Invensys without the rail business

Invensys presented their “End of Year” results in a press conference this morning. Yes, financial results like you might expect, ie pretty much the same as last year, but what else came out of the presentation, describing their new business outlook? I present my impressions.

The change of emphasis was of interest. Invensys is now without the Rail business: no comment was made about the possible use of the Triconex type safety systems in railway systems, which I seem to remember was a feature last year.

The Group last year had three divisions, and a divisional structure. Mike Caliel came back to Invensys as a divisional ceo, in charge of IOM. Now the group, or the company called Invensys, has three lines of business, sorry, four lines of business, but there is no “Divisional” structure, because that produced divisional overheads. These overheads need to be seen to have been cut out. Mike Caliel is now absorbed into the Invensys HQ staff. What happened to Chris Lyden then?

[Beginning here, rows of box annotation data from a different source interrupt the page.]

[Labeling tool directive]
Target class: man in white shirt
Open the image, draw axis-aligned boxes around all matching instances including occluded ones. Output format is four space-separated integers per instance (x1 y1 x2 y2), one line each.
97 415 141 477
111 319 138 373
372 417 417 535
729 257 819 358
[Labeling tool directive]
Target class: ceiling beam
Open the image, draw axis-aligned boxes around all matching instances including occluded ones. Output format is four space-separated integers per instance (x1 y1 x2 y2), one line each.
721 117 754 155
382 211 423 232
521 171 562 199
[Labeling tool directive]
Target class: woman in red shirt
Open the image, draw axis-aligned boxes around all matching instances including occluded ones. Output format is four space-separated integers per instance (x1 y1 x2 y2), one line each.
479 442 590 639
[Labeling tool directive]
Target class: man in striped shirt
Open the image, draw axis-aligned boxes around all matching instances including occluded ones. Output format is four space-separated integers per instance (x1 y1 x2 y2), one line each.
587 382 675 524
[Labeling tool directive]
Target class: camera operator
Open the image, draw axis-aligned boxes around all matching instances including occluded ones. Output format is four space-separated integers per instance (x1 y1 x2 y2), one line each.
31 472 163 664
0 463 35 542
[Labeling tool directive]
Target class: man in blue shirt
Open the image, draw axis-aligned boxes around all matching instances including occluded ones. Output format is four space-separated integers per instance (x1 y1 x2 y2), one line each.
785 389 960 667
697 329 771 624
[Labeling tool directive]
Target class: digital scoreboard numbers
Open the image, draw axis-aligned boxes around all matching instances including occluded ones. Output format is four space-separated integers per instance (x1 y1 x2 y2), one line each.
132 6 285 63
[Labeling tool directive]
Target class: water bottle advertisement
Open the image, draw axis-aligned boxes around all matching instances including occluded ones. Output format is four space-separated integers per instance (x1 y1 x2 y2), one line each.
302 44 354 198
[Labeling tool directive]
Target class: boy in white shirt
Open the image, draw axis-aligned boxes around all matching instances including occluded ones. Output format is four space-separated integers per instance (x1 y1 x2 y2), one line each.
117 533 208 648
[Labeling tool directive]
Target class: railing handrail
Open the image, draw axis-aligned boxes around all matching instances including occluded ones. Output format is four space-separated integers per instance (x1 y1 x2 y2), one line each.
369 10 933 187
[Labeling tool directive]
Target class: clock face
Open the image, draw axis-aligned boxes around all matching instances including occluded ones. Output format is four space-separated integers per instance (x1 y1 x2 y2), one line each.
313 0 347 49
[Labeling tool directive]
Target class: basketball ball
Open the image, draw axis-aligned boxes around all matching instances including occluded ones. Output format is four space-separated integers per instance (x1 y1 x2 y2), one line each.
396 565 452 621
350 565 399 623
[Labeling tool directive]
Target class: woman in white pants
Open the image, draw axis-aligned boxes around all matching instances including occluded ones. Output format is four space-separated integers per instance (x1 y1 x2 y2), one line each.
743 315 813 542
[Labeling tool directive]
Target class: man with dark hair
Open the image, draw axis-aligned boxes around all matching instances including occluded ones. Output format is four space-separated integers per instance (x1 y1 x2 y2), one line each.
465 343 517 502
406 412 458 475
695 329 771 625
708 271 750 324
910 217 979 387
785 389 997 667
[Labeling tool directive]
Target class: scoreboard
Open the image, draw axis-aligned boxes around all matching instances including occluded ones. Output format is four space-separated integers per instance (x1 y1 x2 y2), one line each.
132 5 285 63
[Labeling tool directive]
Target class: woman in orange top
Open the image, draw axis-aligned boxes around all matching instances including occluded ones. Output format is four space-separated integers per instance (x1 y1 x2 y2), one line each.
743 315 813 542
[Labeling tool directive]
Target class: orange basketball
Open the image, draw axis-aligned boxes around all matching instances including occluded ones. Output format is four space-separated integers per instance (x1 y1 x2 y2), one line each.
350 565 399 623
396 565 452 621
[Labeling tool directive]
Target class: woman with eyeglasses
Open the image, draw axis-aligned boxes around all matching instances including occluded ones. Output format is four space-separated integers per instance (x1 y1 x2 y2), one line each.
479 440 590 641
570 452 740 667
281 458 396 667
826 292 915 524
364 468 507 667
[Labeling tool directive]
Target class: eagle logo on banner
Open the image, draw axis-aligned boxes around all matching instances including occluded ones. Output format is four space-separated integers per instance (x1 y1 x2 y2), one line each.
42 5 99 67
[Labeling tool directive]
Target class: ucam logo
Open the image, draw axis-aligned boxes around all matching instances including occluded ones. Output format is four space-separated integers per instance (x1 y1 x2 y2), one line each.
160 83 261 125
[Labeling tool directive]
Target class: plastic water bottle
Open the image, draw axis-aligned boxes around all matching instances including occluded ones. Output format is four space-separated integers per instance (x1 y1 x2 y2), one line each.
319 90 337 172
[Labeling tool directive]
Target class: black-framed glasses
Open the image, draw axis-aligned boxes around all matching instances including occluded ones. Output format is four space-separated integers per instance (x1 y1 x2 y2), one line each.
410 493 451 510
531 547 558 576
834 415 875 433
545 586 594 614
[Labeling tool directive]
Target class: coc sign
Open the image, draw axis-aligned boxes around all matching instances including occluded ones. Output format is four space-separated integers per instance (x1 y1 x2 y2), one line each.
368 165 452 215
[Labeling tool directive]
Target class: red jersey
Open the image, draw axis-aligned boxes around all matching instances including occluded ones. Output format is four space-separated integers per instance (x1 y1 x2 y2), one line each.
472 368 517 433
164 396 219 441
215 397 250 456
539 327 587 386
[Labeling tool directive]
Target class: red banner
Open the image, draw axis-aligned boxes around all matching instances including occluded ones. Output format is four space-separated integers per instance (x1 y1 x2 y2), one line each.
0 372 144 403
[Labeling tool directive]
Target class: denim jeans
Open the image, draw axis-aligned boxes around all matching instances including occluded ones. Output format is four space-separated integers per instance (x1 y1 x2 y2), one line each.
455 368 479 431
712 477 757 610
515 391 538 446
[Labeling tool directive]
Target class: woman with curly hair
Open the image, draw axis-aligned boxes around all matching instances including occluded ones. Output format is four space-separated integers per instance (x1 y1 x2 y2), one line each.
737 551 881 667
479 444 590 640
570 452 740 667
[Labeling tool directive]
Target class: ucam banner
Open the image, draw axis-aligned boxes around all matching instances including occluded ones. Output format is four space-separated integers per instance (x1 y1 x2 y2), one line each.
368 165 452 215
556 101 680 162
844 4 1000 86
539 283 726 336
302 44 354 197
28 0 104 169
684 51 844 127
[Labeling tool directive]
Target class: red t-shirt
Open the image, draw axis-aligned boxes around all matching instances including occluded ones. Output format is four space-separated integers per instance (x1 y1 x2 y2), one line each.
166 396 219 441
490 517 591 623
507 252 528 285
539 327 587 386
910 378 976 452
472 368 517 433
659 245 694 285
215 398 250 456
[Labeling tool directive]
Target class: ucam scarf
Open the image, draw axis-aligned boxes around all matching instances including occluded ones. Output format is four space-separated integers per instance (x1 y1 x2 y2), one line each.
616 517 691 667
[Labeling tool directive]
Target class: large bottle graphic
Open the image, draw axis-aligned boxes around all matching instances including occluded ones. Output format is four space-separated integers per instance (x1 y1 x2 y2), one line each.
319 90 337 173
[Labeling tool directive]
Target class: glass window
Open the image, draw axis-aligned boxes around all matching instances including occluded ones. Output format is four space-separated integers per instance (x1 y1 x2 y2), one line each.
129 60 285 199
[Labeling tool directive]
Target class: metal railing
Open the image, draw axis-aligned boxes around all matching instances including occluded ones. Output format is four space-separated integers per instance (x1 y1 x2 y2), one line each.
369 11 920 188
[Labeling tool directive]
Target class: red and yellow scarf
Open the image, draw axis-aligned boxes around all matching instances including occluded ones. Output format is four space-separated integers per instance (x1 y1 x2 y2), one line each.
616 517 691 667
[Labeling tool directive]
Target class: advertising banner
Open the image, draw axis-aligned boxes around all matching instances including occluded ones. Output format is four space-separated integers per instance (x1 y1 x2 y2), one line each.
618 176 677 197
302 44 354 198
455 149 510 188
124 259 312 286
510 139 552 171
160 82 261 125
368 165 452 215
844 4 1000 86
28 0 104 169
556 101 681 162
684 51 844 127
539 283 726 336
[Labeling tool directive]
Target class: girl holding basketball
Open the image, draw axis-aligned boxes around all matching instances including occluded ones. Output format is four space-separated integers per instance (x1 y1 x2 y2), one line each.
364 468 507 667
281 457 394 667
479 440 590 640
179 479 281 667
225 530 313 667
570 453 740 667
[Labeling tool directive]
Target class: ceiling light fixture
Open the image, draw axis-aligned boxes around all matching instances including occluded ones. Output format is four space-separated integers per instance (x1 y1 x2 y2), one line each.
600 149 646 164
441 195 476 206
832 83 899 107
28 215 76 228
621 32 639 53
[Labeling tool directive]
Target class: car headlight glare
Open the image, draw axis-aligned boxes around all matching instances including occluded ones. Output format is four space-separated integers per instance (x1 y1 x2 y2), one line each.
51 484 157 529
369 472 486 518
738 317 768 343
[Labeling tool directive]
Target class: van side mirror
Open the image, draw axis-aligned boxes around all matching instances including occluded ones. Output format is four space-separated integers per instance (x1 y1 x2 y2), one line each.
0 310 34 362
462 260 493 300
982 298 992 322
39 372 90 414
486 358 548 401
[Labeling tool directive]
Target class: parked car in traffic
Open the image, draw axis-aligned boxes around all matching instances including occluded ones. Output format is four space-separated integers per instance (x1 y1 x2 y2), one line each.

Wayne Edmunds, ceo, says that everyone gets a facelift from this – although 500 divisional staff jobs will go, out of the 1000 staff reduction.

Four LOBs

The “Lines of Business” are Software, Industrial Automation, Energy Controls, and Appliances. Software is the apparent favoured segment, getting the acquisitions, investment, etc, because of 10% pa growth rate potential and mid 20% margin that should be achievable. This business is “quite unique”, apparently.

Industrial Automation (IA) has growth in single digits, with a margin in the high single digits, growing to low teens. How have the mighty fallen, was it just last year Wayne enthused about how hardware manufacturing produced the real value for any business?


Maybe pensioned off into the single digit growth, mid teens margin segment of Energy Controls. But what is wrong with that, with the remote monitoring potential of IMServ, that was, some years ago maybe, developing from the basis of the original SCADA developments, and has good potential now with cloud monitoring and control.


Yes, there are opportunities for investment. Wayne is focused on the Software segment at the moment, with the example quoted of Spiral Software, and with GBP600m to invest, previously quoted to be planned as multiple GBP50m investments over several years. So he is recruiting an M+A expert, a veteran and a name in the M+A business. Why, when his managers already know their customer’s business, the one they are in? Let’s hope the new veteran understands software, but the role could just be that of a scapegoat, to be sacrificed, rather than Wayne, when the first acquisition goes wrong. A good job for a couple of years, I could try to do that.

In IA the intention is to invest in the existing portfolio, rather than acquisitions. So no new widgets. But an interesting comment from Wayne came out of a question from Barclays: “Mike and his team have been investing in a new line of DCS and safety systems with a far more flattering cost profile”, as part of a cost reduction effort on the present line. Cost reduction is an area for investment in IA.

Next steps

The next press interface is the capital markets day on June 5th. Wayne suggested that Invensys had some ways to go in how they communicate with the market, presumably meaning analysts, and had the intention to strip away the complexity in their statements and make a much more straightforward interface. Maybe the market was expecting more, but it took a slight dip in the day of the 0900 presentation.